I just don't really like the "Oh yeah men can just get pregnant, some men are born with a special pouch, etc...type ones. Give me a reason! Magic, science, something just don't go "Yeah it just happens in this universe." If I want to writer mpreg in a universe that's like House, I x-over with another universe, Like in my "Why You Shouldn't Visit Family..." fic Chase goes to visit his cousin Cordelia in LA and winds up getting cursed by a vengeance demon. After that I stick to the Houseverse while everyone goes "WTF?! House you've gone more insane then normal! Men don't have babies! It's not possible!" and "Stop stealing womans ultrasound videos and putting Chase's name on them!"
Though I have read a few House mpregs based on like a scientist working on new technology, types ones that were good. But then I had issues with House going off Vicodin and switching to regular Tylonol... meh. (And yes in that fic House was the mommy, Cause neither Chase nor Wilson wanted to. And House thought it'd be fun to screw with people's heads, and get free food because "The baby's hungry!")
Namaste- 08-28-2007
I don't mind hurt/comfort in general, though. The odd thing, I guess, is that I find it more satisfying in a fandom setting where the cuddling of ouchies is already built into the canon. In House, though, comfort is almost a foreign concept
I can understand that, vitawash. I've been quite the hurt/comfort addict in other fandoms, but in House, I just don't get into it. I think it's because House canonically refuses comfort. He wants people to acknowledge his pain, but loves it when Cuddy responds to comment about running home with a "no you couldn't."

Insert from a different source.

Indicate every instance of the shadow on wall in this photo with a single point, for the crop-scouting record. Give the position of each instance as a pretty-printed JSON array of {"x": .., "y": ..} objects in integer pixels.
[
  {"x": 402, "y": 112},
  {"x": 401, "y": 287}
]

At the same time, because the House canon universe is so adamantly non-comforting, I can see why fic writers want to write that -- so that they can "see" for themselves that House really does care, and that House really wants someone to care for him.
Probably the closest thing to hurt/comfort we've seen on the show is the "House, this is God," conversation -- and that's far from what others would think of as fandom. To me, though, it epitomizes why House still lets Wilson get under his skin, because Wilson has this ability to provide what House needs, without being so direct about it.
CousinAlexei- 08-28-2007
Like in my "Why You Shouldn't Visit Family..." fic Chase goes to visit his cousin Cordelia in LA and winds up getting cursed by a vengeance demon. After that I stick to the Houseverse while everyone goes "WTF?! House you've gone more insane then normal! Men don't have babies! It's not possible!" and "Stop stealing womans ultrasound videos and putting Chase's name on them!"
Link, Please?
JenButterfly- 08-28-2007
Yes, link us. Hahahah, House putting Chase's name on the ultrasound stuff.
Dru- 08-28-2007
Like in my "Why You Shouldn't Visit Family..." fic Chase goes to visit his cousin Cordelia in LA and winds up getting cursed by a vengeance demon. After that I stick to the Houseverse while everyone goes "WTF?! House you've gone more insane then normal! Men don't have babies! It's not possible!" and "Stop stealing womans ultrasound videos and putting Chase's name on them!"
Link, Please?
Here's http://dru-evilista.livejournal.com/42536.html the last chapter the earlier ones are linked at the top.
jdr1184- 08-28-2007
Blackmare said
one thing that wasn't physically painful ended up being what probably did the most damage.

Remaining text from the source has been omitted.